ウクライナの地雷はソビエト連邦が崩壊したときに敷かれた。長い間一つの空間であったもの、自然な境界線を引くことが不可能であったものを分離することが不可能であることを、厳しい現実主義者たちは最初から知っていた。ロシアでは、泥炭地の底のように、文化的、歴史的な領土の喪失に対する不服がくすぶり続けていた。ウクライナでは、独立が無償であることを嘆き、「国家は戦争で生まれる」と考える過激な民族主義者がいた。その両極端が今、収斂(しゅうれん)している。

ロシアがウクライナ問題を取り上げたのは、それが世界秩序の中心になったときである。逆にロシアが解決しようとしたから大事になったのかもしれない。

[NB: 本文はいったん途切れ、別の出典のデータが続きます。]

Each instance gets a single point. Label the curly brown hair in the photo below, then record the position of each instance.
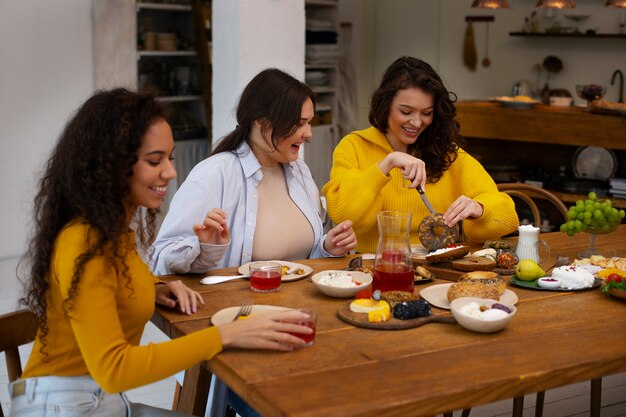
(87, 178)
(438, 144)
(273, 97)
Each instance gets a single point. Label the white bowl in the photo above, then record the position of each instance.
(476, 324)
(363, 278)
(561, 101)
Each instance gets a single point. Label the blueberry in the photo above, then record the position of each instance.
(499, 306)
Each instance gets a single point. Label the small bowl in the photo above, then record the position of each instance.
(561, 101)
(549, 283)
(342, 292)
(475, 324)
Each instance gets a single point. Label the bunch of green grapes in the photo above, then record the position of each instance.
(592, 214)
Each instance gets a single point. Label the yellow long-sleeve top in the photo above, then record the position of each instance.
(101, 336)
(358, 190)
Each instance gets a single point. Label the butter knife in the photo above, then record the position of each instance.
(425, 200)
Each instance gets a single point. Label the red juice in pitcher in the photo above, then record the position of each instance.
(393, 277)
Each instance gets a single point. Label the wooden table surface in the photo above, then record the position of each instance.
(556, 338)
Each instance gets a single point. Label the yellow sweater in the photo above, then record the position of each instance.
(101, 337)
(357, 190)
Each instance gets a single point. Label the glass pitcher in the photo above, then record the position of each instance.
(528, 244)
(393, 267)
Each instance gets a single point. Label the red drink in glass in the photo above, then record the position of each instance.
(265, 281)
(393, 277)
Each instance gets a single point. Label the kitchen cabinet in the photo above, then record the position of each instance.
(542, 138)
(322, 75)
(157, 47)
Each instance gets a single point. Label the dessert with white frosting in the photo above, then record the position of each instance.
(573, 278)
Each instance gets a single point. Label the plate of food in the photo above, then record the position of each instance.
(437, 295)
(534, 285)
(226, 315)
(291, 271)
(516, 102)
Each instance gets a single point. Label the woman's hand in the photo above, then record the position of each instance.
(413, 169)
(171, 292)
(341, 239)
(214, 229)
(266, 331)
(462, 208)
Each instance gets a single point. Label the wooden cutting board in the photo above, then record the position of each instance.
(360, 320)
(445, 271)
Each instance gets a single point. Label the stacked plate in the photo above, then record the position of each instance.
(166, 42)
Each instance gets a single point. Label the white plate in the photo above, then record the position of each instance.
(226, 315)
(245, 270)
(437, 295)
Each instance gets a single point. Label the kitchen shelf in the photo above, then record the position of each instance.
(163, 6)
(141, 54)
(178, 99)
(568, 35)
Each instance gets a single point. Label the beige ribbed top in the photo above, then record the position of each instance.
(282, 231)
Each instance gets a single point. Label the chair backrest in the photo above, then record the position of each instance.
(16, 329)
(528, 193)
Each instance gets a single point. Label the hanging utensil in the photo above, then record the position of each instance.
(470, 56)
(486, 60)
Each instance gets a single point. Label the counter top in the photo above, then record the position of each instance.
(573, 126)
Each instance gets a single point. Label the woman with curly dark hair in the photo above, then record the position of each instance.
(413, 129)
(87, 284)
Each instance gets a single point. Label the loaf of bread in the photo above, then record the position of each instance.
(473, 263)
(472, 289)
(486, 277)
(447, 254)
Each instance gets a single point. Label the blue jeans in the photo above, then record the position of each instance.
(56, 396)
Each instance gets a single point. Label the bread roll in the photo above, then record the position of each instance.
(472, 289)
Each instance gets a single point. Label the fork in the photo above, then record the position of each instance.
(245, 310)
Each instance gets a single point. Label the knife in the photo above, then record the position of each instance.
(425, 200)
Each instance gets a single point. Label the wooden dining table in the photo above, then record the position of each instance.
(556, 338)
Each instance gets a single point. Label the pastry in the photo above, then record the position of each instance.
(486, 277)
(473, 263)
(472, 289)
(447, 254)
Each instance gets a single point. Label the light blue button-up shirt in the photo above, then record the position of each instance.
(228, 181)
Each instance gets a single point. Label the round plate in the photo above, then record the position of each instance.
(437, 295)
(617, 293)
(534, 286)
(226, 315)
(595, 163)
(245, 270)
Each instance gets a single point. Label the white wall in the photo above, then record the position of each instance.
(249, 36)
(45, 73)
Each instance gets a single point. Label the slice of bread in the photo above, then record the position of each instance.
(473, 263)
(472, 289)
(486, 277)
(447, 254)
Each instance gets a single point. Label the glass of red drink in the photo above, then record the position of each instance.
(265, 276)
(393, 266)
(310, 323)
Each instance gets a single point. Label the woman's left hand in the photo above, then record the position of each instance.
(175, 291)
(462, 208)
(341, 239)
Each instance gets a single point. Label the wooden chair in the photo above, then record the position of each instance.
(529, 193)
(16, 329)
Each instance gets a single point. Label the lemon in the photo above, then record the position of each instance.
(528, 270)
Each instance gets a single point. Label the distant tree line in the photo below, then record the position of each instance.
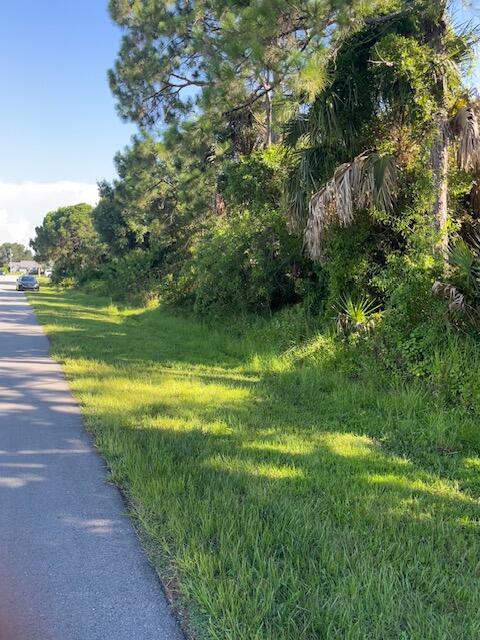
(308, 153)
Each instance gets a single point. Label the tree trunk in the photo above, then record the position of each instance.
(440, 147)
(440, 172)
(268, 118)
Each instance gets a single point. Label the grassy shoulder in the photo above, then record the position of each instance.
(283, 498)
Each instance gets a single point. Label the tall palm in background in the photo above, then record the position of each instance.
(395, 83)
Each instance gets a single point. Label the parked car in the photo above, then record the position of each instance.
(27, 283)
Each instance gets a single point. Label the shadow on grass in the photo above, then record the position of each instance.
(281, 499)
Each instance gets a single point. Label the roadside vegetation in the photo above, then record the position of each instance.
(286, 493)
(271, 317)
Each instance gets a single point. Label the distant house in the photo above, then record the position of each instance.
(25, 266)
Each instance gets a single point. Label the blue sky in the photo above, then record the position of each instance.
(59, 129)
(57, 115)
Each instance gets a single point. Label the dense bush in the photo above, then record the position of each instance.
(246, 262)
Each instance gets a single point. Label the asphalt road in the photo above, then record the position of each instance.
(71, 566)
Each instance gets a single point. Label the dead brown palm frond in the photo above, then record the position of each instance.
(369, 180)
(465, 126)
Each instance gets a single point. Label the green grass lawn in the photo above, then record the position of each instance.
(280, 498)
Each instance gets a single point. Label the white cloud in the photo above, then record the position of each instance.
(23, 205)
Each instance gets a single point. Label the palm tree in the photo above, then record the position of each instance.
(369, 180)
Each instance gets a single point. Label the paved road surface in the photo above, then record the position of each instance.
(71, 567)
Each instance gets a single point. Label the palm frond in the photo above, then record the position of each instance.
(466, 128)
(454, 297)
(368, 181)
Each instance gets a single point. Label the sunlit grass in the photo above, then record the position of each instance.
(281, 499)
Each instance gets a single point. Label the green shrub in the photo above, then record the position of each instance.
(246, 262)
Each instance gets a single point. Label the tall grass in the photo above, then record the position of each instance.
(284, 493)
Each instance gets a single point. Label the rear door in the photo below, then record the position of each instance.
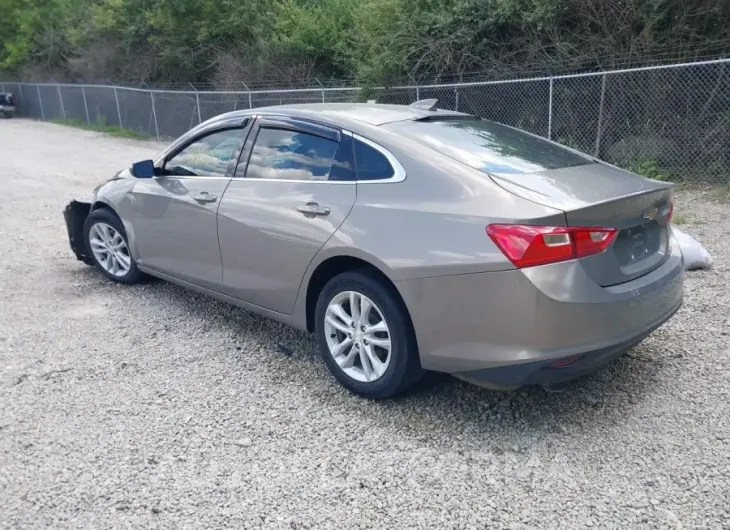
(174, 214)
(293, 188)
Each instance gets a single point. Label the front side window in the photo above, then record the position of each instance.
(207, 156)
(282, 154)
(371, 164)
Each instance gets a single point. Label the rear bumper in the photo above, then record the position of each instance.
(501, 329)
(75, 214)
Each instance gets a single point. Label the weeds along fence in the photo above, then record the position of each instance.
(668, 122)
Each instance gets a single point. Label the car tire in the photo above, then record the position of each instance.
(103, 230)
(371, 370)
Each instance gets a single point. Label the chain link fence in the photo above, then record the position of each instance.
(667, 122)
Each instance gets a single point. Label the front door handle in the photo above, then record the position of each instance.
(204, 197)
(312, 208)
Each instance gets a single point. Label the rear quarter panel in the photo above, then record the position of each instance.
(434, 222)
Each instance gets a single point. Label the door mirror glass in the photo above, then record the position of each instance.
(144, 169)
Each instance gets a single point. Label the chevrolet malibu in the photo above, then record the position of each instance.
(407, 238)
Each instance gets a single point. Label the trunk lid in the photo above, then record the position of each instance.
(599, 195)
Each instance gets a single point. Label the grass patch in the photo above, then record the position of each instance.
(722, 193)
(679, 219)
(112, 130)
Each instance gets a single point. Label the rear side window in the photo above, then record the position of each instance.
(282, 154)
(489, 146)
(371, 164)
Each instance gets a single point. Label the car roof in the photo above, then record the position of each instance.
(370, 113)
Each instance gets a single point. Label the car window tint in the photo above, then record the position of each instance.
(371, 164)
(489, 146)
(206, 157)
(282, 154)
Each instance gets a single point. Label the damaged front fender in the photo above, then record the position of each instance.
(75, 215)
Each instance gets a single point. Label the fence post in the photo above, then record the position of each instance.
(322, 87)
(86, 106)
(119, 112)
(22, 97)
(250, 106)
(154, 115)
(40, 102)
(600, 116)
(197, 100)
(550, 112)
(60, 97)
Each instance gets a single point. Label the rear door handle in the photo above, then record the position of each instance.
(312, 208)
(204, 197)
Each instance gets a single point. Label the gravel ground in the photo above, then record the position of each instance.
(153, 407)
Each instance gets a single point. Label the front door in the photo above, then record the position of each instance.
(286, 200)
(174, 214)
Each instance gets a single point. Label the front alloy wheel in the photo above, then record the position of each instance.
(110, 249)
(106, 241)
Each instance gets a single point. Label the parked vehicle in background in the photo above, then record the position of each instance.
(406, 238)
(7, 105)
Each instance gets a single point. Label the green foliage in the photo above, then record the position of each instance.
(648, 168)
(375, 41)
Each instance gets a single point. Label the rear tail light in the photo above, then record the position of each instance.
(527, 245)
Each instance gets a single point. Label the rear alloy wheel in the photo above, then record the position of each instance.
(365, 336)
(106, 241)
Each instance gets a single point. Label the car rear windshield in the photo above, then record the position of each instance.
(489, 146)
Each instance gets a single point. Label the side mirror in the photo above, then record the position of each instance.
(144, 169)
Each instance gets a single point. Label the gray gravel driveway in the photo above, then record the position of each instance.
(153, 407)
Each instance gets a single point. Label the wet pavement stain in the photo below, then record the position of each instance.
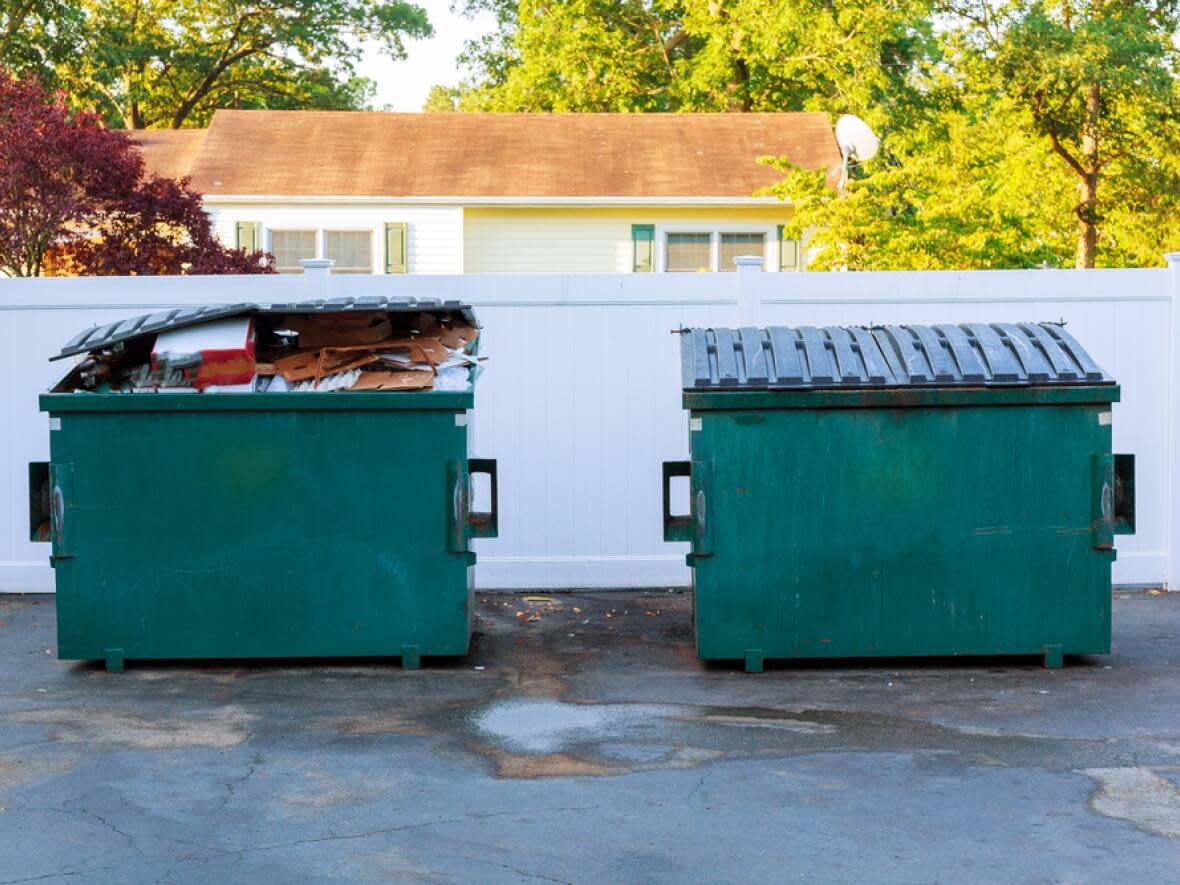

2013年、ヤヌコビッチ前大統領が、西(EU)か東(EEU)か、どちらに傾くかを決断したことが転機となったのだろう。

二つの異なる立場は、今やしっかりと絡み合っている。隣国のアイデンティティを守りたいという願望と、モスクワを追い込むためにウクライナを犠牲にしようとする西側の大物たちの準備のために、わが国は激しい抵抗に直面している。

ロシアは自ら進んでこのストレステストに身を投じたのであり、その将来はその結果次第である。もはや逆戻りはできない。

「特別軍事作戦」の目的が不明確であることは、この課題の包括的な性格を反映している。目標は最後まで完全に理解されることはなく、それが実現するまでは明らかにならない。

現代世界の特殊性は、完全な勝利というものが存在しないことである。これがここでの主なパラドックスである。戦争は国家関係の一形態として戻ってきたが、古典的な意味での明確な結果を伴わない。このことは、競争の本質を複雑にし、本質的に非直線的にしている。その結果は「ハイブリッド」であり、予測不可能な国際環境に溢れるさまざまな打撃の下での国家の耐久力と回復力が決定的な要因となる。

ロシアとウクライナの紛争は、ウクライナと同様にロシアにとっても自決をめぐる衝突となった。文字通りの意味で、私たちは何者なのか。ウクライナの自決は、国民国家建設の歴史上の例と似ているが、ロシアでは状況ははるかに複雑である。

過去の概念の多くは、この衝突の試練を乗り越えられない。世界が逆回転したように見えるが、古風な立場は、今日の世界情勢では維持できない。ポストモダンの模倣ももはや通用しない。あまりにもリアルで悲劇的だからだ。作家ボリス・パステルナークの詩「I Should Have Known that this Would Happen」を引用すれば、「俳優の単なる朗読ではなく、彼が明らかにしなければならない切実な喪失」である。

ソビエト連邦崩壊30周年(2021年12月)とその誕生100周年(2022年最終週)の間の1年間は、永遠への驚くべき入り口となった。我が国がその歴史を通じて幾度となく直面してきた永遠の実存的な問いが、再び関連性を帯びてきた。世界秩序なら待つことができる。